The Asia market opportunity is also huge. Unlike in the US, Crocs are still relatively new in Asia, which presents ample room for expansion. Sales from Asia currently only account for roughly 20% of total sales. The hype is now spreading over and Asia growth is seeing strong momentum. In the latest quarter, Asia’s revenue was up a whopping 82.3%. China finally reopening should also provide a big boost in demand, as the country is the second-largest footwear market in the world. I believe the Asia market will continue to provide strong tailwinds as brand relevance increases in the continent.
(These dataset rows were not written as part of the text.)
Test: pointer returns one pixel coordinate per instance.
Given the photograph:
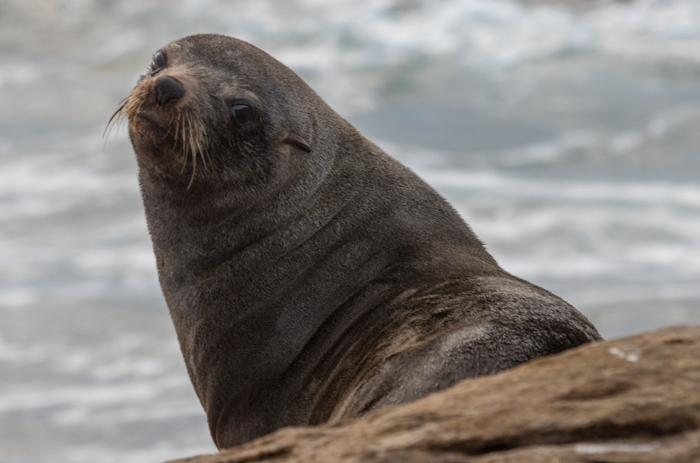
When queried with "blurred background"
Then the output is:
(566, 134)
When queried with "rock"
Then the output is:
(634, 399)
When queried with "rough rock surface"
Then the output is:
(634, 399)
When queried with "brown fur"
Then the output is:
(311, 277)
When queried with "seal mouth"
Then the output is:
(184, 124)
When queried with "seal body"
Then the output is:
(311, 277)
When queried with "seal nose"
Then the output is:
(168, 89)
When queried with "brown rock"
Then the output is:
(634, 399)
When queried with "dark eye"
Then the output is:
(158, 62)
(241, 112)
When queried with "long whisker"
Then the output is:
(193, 153)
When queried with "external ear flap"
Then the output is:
(296, 140)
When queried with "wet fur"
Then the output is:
(308, 287)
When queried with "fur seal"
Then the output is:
(311, 277)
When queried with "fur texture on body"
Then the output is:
(310, 276)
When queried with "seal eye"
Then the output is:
(242, 113)
(158, 62)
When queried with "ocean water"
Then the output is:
(568, 140)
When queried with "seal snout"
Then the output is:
(168, 89)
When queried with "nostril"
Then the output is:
(168, 89)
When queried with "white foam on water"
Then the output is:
(91, 395)
(653, 193)
(159, 451)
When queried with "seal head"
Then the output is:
(311, 277)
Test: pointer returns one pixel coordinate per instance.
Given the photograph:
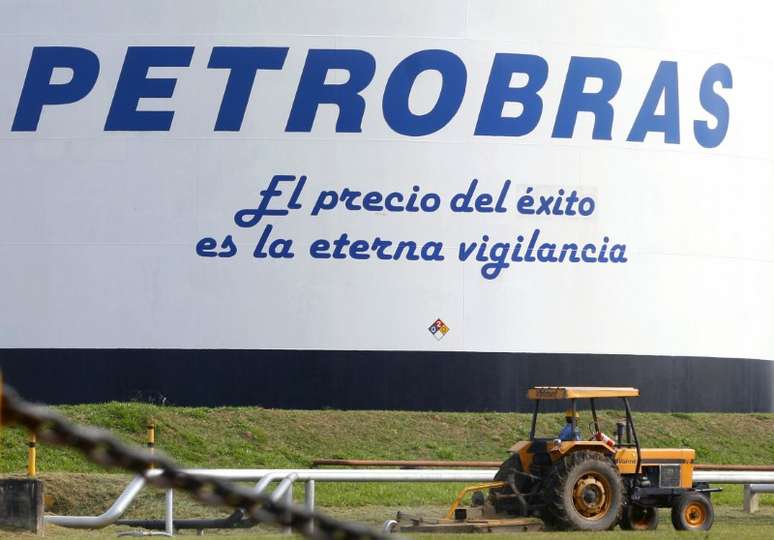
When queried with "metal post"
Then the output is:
(150, 434)
(288, 501)
(32, 456)
(169, 524)
(309, 502)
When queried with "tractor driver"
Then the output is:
(570, 432)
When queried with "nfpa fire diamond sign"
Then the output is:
(438, 329)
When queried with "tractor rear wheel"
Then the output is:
(693, 512)
(583, 492)
(639, 518)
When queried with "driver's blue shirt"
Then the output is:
(567, 434)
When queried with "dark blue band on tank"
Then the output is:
(443, 381)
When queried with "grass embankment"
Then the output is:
(258, 438)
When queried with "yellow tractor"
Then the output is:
(592, 481)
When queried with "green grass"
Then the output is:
(256, 438)
(730, 524)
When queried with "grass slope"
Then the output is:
(251, 437)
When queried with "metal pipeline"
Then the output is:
(286, 485)
(265, 476)
(110, 516)
(233, 521)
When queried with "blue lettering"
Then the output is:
(715, 105)
(575, 100)
(38, 90)
(395, 104)
(134, 84)
(312, 90)
(664, 82)
(243, 63)
(498, 92)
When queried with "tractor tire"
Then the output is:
(693, 512)
(502, 498)
(583, 492)
(639, 518)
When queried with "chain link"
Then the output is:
(101, 447)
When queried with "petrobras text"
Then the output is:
(515, 80)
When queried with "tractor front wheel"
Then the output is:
(693, 512)
(583, 492)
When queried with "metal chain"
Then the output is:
(103, 448)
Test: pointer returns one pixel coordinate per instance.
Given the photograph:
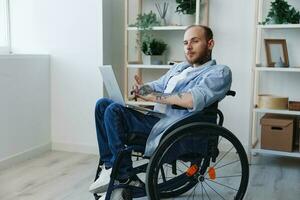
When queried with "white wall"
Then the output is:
(24, 106)
(73, 37)
(233, 25)
(71, 32)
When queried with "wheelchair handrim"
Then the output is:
(176, 135)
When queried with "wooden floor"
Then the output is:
(67, 176)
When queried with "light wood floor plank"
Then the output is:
(66, 176)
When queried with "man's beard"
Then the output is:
(200, 59)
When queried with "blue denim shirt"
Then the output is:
(207, 84)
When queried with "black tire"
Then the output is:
(180, 184)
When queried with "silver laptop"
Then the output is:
(114, 91)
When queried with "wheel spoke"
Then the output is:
(227, 164)
(239, 175)
(214, 190)
(221, 158)
(193, 192)
(221, 184)
(205, 191)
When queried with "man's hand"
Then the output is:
(139, 88)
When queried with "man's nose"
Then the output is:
(189, 46)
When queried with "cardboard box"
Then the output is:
(277, 132)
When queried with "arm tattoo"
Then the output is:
(163, 96)
(145, 90)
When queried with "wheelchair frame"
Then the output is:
(136, 192)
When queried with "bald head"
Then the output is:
(207, 31)
(198, 44)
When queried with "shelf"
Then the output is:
(149, 66)
(285, 112)
(141, 103)
(160, 28)
(279, 26)
(278, 69)
(278, 153)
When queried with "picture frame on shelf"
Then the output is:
(276, 52)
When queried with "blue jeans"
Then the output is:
(113, 124)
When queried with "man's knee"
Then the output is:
(102, 104)
(113, 111)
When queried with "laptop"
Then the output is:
(115, 94)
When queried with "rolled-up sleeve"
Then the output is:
(211, 88)
(160, 84)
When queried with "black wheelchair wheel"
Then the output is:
(198, 161)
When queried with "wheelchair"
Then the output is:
(196, 158)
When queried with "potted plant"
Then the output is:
(153, 50)
(282, 13)
(146, 21)
(187, 10)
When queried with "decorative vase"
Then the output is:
(153, 59)
(186, 20)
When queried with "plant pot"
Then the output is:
(153, 60)
(186, 20)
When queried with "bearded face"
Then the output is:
(196, 47)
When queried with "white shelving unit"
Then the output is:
(171, 31)
(260, 69)
(160, 28)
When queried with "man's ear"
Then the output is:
(210, 44)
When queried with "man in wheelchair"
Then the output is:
(193, 85)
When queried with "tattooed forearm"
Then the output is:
(145, 90)
(164, 96)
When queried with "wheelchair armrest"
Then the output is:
(178, 107)
(231, 93)
(199, 116)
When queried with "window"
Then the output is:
(4, 27)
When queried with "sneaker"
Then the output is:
(101, 184)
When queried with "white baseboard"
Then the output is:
(25, 155)
(70, 147)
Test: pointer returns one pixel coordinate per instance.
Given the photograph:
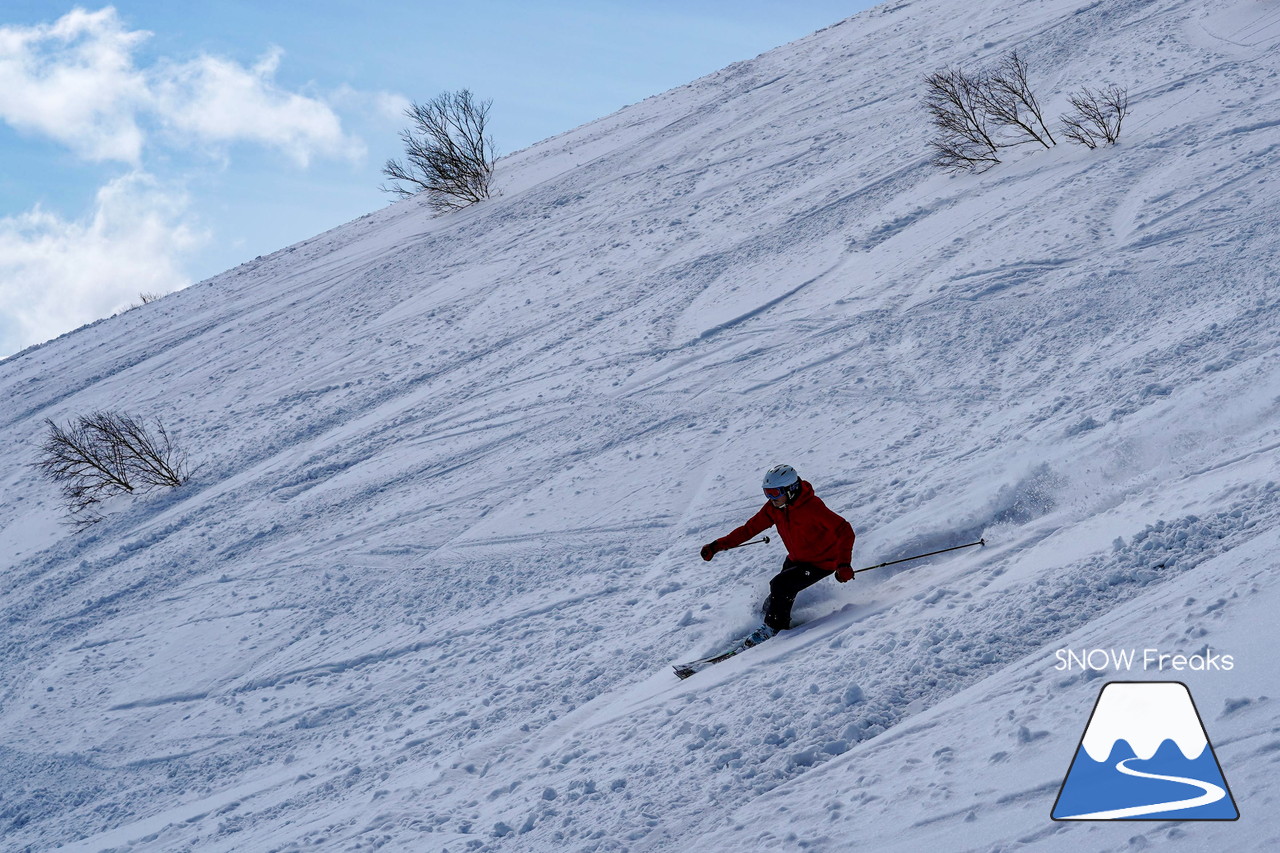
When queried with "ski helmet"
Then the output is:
(781, 480)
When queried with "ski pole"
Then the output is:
(920, 556)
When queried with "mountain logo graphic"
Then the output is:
(1144, 756)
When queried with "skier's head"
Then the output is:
(781, 484)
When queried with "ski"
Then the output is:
(753, 639)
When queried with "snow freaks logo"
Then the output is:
(1144, 756)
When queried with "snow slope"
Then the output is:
(425, 588)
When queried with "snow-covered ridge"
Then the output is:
(425, 591)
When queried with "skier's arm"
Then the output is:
(757, 524)
(845, 537)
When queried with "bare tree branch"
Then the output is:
(956, 106)
(1097, 115)
(447, 153)
(1011, 103)
(105, 454)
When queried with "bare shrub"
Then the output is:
(956, 104)
(1097, 115)
(106, 454)
(1011, 104)
(447, 153)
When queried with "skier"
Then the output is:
(818, 543)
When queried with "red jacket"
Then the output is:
(810, 532)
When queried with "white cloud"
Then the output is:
(58, 274)
(76, 81)
(219, 101)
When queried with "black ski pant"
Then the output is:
(785, 587)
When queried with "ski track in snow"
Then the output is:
(440, 550)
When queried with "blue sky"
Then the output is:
(146, 146)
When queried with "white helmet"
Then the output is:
(781, 479)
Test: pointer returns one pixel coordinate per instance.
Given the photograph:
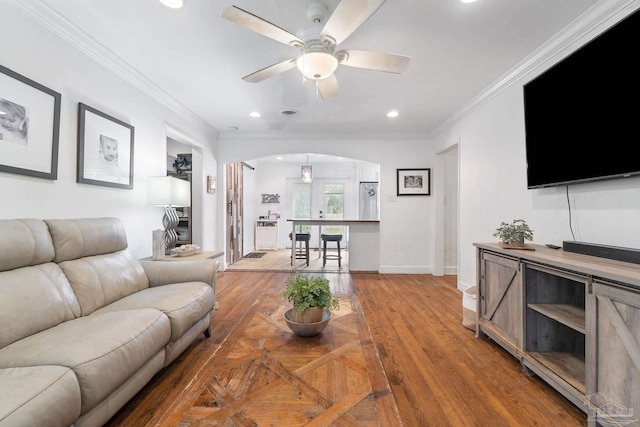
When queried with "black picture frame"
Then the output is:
(414, 182)
(105, 149)
(270, 198)
(29, 126)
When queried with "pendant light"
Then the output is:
(307, 174)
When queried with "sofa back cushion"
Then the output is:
(93, 254)
(34, 293)
(77, 238)
(102, 279)
(24, 242)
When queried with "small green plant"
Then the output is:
(309, 291)
(514, 233)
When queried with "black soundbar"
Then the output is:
(611, 252)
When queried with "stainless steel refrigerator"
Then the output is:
(368, 200)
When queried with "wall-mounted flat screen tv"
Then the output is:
(582, 116)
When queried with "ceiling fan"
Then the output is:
(318, 59)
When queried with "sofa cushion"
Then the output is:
(39, 396)
(24, 242)
(33, 299)
(77, 238)
(183, 303)
(103, 350)
(102, 279)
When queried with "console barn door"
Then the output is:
(501, 298)
(613, 376)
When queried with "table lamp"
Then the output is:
(169, 192)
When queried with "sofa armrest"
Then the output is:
(168, 272)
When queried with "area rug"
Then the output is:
(254, 255)
(264, 375)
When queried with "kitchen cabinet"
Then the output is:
(266, 234)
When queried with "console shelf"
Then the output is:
(566, 314)
(571, 319)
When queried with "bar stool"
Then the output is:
(300, 252)
(331, 238)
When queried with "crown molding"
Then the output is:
(68, 32)
(324, 135)
(584, 28)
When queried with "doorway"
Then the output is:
(322, 198)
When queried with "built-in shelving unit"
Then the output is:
(184, 214)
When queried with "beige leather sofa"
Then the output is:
(83, 324)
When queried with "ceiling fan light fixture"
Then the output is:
(317, 65)
(173, 4)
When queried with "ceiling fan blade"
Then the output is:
(379, 61)
(270, 71)
(256, 24)
(328, 87)
(348, 16)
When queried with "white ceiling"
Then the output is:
(199, 58)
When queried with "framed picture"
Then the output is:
(414, 182)
(270, 198)
(105, 149)
(29, 126)
(211, 184)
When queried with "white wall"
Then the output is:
(493, 182)
(32, 49)
(406, 223)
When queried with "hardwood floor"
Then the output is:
(439, 373)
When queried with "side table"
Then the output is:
(196, 256)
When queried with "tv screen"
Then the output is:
(582, 116)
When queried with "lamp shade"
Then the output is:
(173, 4)
(168, 191)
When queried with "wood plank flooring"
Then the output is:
(439, 373)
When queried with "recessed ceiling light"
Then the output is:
(173, 4)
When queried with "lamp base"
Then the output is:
(170, 222)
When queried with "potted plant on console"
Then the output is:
(312, 304)
(514, 234)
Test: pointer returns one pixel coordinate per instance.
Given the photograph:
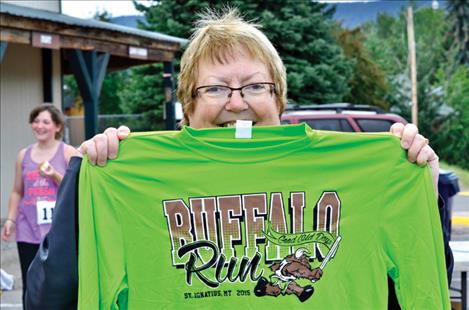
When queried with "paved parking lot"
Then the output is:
(9, 255)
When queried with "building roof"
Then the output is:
(38, 14)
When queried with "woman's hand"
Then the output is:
(104, 146)
(417, 148)
(8, 229)
(46, 170)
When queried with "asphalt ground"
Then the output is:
(9, 255)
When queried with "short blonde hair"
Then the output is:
(217, 36)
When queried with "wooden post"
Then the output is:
(169, 115)
(89, 69)
(413, 64)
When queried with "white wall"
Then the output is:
(20, 91)
(50, 5)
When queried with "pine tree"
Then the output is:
(317, 70)
(458, 14)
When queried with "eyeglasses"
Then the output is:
(222, 92)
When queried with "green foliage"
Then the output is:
(368, 84)
(453, 135)
(143, 94)
(442, 85)
(109, 100)
(300, 30)
(458, 15)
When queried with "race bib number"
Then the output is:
(45, 211)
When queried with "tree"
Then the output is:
(458, 15)
(300, 30)
(442, 93)
(368, 84)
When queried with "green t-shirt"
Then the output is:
(293, 217)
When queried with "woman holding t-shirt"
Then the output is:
(39, 170)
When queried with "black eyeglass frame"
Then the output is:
(240, 89)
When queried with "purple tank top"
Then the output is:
(39, 194)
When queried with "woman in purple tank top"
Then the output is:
(39, 170)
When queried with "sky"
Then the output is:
(87, 8)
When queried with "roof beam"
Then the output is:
(3, 48)
(23, 23)
(70, 42)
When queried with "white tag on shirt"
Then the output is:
(45, 210)
(243, 129)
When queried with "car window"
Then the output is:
(329, 124)
(374, 125)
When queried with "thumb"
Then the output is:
(123, 132)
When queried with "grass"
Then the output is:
(462, 174)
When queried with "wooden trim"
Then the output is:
(69, 42)
(46, 40)
(15, 36)
(111, 36)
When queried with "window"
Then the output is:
(374, 125)
(329, 124)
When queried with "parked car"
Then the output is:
(341, 117)
(365, 118)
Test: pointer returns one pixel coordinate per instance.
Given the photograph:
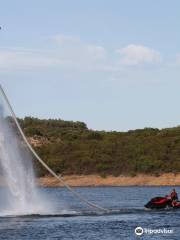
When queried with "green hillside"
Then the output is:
(71, 148)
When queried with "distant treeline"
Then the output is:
(71, 148)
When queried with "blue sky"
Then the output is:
(112, 64)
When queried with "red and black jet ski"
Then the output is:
(162, 202)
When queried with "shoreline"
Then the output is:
(166, 179)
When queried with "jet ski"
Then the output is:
(162, 202)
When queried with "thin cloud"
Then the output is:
(133, 55)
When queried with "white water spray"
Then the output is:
(17, 171)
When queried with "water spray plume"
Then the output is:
(8, 148)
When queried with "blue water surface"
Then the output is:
(71, 219)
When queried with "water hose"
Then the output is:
(59, 177)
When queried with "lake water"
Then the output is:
(71, 219)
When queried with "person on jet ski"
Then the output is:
(174, 196)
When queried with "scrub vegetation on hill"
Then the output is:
(71, 148)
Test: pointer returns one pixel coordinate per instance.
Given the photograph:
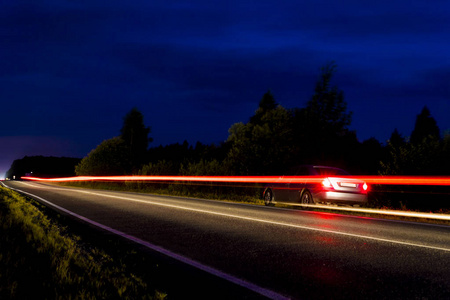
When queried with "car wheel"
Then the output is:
(306, 198)
(268, 197)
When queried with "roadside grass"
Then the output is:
(40, 259)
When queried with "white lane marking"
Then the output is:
(149, 202)
(248, 285)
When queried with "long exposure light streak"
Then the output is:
(382, 180)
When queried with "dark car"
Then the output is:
(317, 184)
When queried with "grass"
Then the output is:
(41, 259)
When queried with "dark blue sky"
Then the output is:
(71, 70)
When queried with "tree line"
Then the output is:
(272, 140)
(276, 138)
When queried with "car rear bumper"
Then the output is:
(328, 196)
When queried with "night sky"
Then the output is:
(71, 70)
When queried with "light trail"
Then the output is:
(381, 180)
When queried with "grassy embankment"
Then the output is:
(41, 259)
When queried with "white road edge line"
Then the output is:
(261, 220)
(248, 285)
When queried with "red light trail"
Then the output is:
(382, 180)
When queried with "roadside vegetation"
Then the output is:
(41, 259)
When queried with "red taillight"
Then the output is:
(365, 186)
(326, 183)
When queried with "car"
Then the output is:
(308, 184)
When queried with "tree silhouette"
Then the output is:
(425, 127)
(135, 135)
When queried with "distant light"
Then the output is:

Anne Mehlman, CFO, on international growth
International was the largest growth driver for the Crocs brand in Q3, as we execute on our long-term growth plan to ignite the brand in Asia and EMEALA. Crocs brand revenues in Asia grew 82.3% to $138 million during the quarter. The strong growth was broad based across India, Southeast Asia, Japan and South Korea.
Valuation
Even though Crocs has been executing on all levels and fundamentals continue to improve, the company’s valuation remains discounted compared to peers and its own 5-year average. Even after the 100%+ gain in share price from last June, the current fwd PE ratio is still very low at 11.2x. This is meaningfully below other footwear peers like Nike (NKE), Skechers (SKX), and Deckers Outdoor (DECK) which has an average PE ratio of 26.2x, as shown in the first chart below. This is a whopping 134% premium over Crocs’ valuation. Yet, Crocs’ latest quarterly revenue growth rate is actually the highest at 57.4%, significantly above the peer’s average of 19.7%, as shown in the second chart below. The current valuation is trading at a 38.1% discount compared to its 5-year average PE ratio of 18.1x. With Crocs expecting double digits revenue growth for the next few years thanks to its growth opportunities, I believe the company deserves a multiple similar to the industry’s average which should offer decent potential upsides from here.
Risks
I think one of the biggest risks in regard to Crocs is the hype and popularity cooling down. I believe a lot of Crocs’ momentum is generated from the latest fashion trends and the shift to the “work from home” life. However, fashion trends are always changing and it is hard to predict whether Crocs will continue to be the hot item. Also, people who buy them for home slippers already got them and should not need new pairs anytime soon. I am not saying Crocs will go away as it has been around for a long time but there are certainly risks in maintaining this elevated popularity. The company diversified its catalog and revenue stream with the acquisition of HEYDUDE which is smart. However, it is still relatively small and its brand recognition is much weaker than Crocs. It is showing exponential growth but whether the momentum is sustainable remains to be seen.
Conclusion
In conclusion, I think it is still not too late to get into Crocs. The company has multiple growth opportunities in collaborations, e-commerce, and the Asia market which should provide strong tailwinds moving forward. Despite having strong growth prospects, the market is still discounting the company and its valuation is still compressed compared to other footwear peers highlighted above. There are risks in regard to maintaining its popularity but I am not too concerned at the moment as momentum is still looking strong. I believe there is solid potential upside due to its discounted valuation therefore I rate the company as a buy.